Kasus ini pun memicu sorotan tajam terhadap sistem pengawasan pendidikan di Tasikmalaya yang dinilai publik sekadar formalitas administratif. Pihak Kantor Cabang Dinas (KCD) Pendidikan Wilayah XII Jawa Barat terkesan melakukan aksi “pingpong” aduan warga tanpa adanya penyelesaian yang tuntas di lapangan.
Peristiwa bermula saat awak media mendatangi langsung Kantor KCD Wilayah XII untuk meneruskan keluhan warga terkait dugaan penahanan ijazah tersebut. Dalam pertemuan tersebut, perwakilan KCD Wilayah XII, E, meminta agar data para siswa yang ijazahnya belum diserahkan segera dikirimkan kepadanya untuk ditindaklanjuti.
Namun kejanggalan muncul tak lama setelah data tersebut dikirimkan melalui pesan singkat. E langsung membalas via WhatsApp dengan klaim sepihak bahwa masalah telah selesai. “Ang, Al-Ikhwan clear ya,” tulisnya singkat.
Sayangnya, kata “clear” versi pejabat KCD itu berbanding terbalik dengan fakta di lapangan. Saat orang tua siswa bersama anaknya mendatangi SMK Al-Ikhwan untuk menjemput hak mereka, pihak sekolah secara tegas menolak memberikan dokumen asli tersebut.
Dari keterangan pihak orang tua, sekolah berdalih bahwa KCD Wilayah XII sama sekali tidak memberikan instruksi resmi atau perintah untuk menyerahkan ijazah, melainkan hanya meneruskan data mentah nama siswa.
“Pihak sekolah berkilah bahwa KCD cuma mengirimkan data nama-nama siswa yang mengadu, bukan menyuruh atau memerintahkan pihak sekolah untuk memberikan ijazahnya secara cuma-cuma,” ungkap D salah satu orang tua alumnus yang meminta identitas lengkapnya dirahasiakan demi kenyamanan keluarga, melalui pesan WhatsApp.
Alih-alih mencari titik temu yang bijak, pernyataan pihak Kepala Sekolah SMK Al-Ikhwan justru dilaporkan terkesan berseberangan dengan semangat implementasi program kerja Gubernur Jawa Barat.

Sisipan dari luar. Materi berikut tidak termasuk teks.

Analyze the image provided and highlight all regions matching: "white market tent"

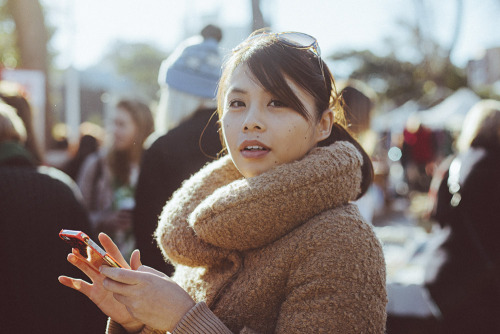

Berdasarkan kesaksian D, Kepsek meminta siapa pun yang keberatan dengan kebijakan sekolah untuk datang langsung berdialog.
“Sok w bilih Bade silaturahmi, Sakantenan hyg nyarios perkawis program kdm NU eta cnah (Silakan saja kalau mau silaturahmi, sekalian ingin bicara soal program KDM yang itu katanya),” tulis D melalui pesan WhatsApp, meneruskan pernyataan sang Kepala Sekolah.
Secara aturan, ijazah adalah dokumen resmi negara hasil kelulusan yang merupakan hak mutlak pribadi siswa. Kebijakan internal yayasan atau sekolah swasta tidak dibenarkan menabrak regulasi nasional maupun instruksi kepala daerah.
Terlebih, Keputusan Kepala BSKAP Kemendikbudristek Nomor 012/H/KP/2024 mengenai Pedoman Pengelolaan Blangko Ijazah secara kolektif menegaskan aturan ketat baku mengenai hak siswa atas dokumen kelulusan tanpa boleh dihambat oleh persoalan finansial.
Hingga berita ini ditayangkan, Redaksi Q Jabar masih membuka ruang Hak Jawab dan konfirmasi seluas-luasnya bagi pihak manajemen SMK Al-Ikhwan maupun KCD Wilayah XII untuk memberikan tanggapan resmi mereka demi keberimbangan informasi yang objektif bagi publik.